Limiter nos émissions de gaz à effet de serre affaiblirait-il l’économie québécoise? Pas pantoute! Au contraire, les entreprises d’ici sont parmi les mieux placées au monde pour tirer profit de la transition énergétique.

Deux récentes études québécoises apportent un nouvel éclairage sur les répercussions possibles de la transition énergétique sur notre écosystème économique et notre prospérité collective.
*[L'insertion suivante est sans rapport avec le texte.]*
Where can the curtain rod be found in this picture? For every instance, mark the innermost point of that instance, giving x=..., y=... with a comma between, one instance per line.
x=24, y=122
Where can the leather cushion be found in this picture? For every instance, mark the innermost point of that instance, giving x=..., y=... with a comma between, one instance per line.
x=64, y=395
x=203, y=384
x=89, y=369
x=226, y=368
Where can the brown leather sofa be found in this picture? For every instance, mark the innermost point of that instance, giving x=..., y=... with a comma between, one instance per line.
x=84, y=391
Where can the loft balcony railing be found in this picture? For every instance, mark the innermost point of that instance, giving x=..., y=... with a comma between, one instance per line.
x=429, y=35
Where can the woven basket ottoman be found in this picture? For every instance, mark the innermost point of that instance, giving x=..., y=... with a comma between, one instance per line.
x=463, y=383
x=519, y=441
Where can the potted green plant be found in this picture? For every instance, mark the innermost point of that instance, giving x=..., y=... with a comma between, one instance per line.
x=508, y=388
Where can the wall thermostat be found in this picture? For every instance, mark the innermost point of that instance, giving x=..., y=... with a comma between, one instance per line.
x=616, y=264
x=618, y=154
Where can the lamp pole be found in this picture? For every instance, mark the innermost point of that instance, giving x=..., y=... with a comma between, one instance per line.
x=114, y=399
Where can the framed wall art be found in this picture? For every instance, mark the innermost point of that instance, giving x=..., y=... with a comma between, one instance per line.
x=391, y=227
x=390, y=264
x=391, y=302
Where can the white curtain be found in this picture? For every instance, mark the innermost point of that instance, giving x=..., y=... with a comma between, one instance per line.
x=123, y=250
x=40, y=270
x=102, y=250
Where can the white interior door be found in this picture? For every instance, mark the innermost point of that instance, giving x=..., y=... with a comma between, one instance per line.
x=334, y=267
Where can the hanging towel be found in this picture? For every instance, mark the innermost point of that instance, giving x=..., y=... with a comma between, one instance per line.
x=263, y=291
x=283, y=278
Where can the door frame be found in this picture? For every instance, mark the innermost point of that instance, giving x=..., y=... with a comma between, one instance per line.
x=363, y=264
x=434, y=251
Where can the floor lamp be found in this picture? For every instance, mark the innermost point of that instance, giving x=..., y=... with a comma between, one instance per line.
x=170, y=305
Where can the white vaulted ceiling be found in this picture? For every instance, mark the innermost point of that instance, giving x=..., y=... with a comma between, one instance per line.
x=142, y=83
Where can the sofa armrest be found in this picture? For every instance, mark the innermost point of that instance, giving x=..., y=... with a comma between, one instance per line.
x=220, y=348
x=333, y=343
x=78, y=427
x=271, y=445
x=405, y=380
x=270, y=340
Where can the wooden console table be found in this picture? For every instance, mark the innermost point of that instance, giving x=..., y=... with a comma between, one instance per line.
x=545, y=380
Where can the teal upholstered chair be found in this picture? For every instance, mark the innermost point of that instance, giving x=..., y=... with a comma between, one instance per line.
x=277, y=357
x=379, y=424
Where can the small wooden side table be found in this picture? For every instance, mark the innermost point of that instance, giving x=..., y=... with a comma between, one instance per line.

Et les nouvelles sont plutôt bonnes!

Publiés en novembre 2018 par l’Institut du Québec (IdQ) – un organisme issu d’un partenariat entre le Conference Board du Canada et HEC Montréal ayant pour mission de guider l’élaboration de meilleures politiques publiques –, les rapports Le Québec sobre en carbone, l’avantage économique et Le Québec sobre en carbone, des débouchés pour les entreprises du Québec expliquent comment le passage à une économie moins riche en gaz à effet de serre (GES) bénéficierait au Québec à l’heure où l’équilibre économique mondial se transforme.

« Un des arguments qui a longtemps ralenti la transition énergétique est que la tarification du carbone allait freiner l’économie », dit Simon Langlois-Bertrand, coauteur des études de l’IdQ et professeur au Département de science politique de l’Université Concordia. « Ce qu’on démontre maintenant, c’est que la tarification peut, au contraire, être un avantage concurrentiel pour le Québec. »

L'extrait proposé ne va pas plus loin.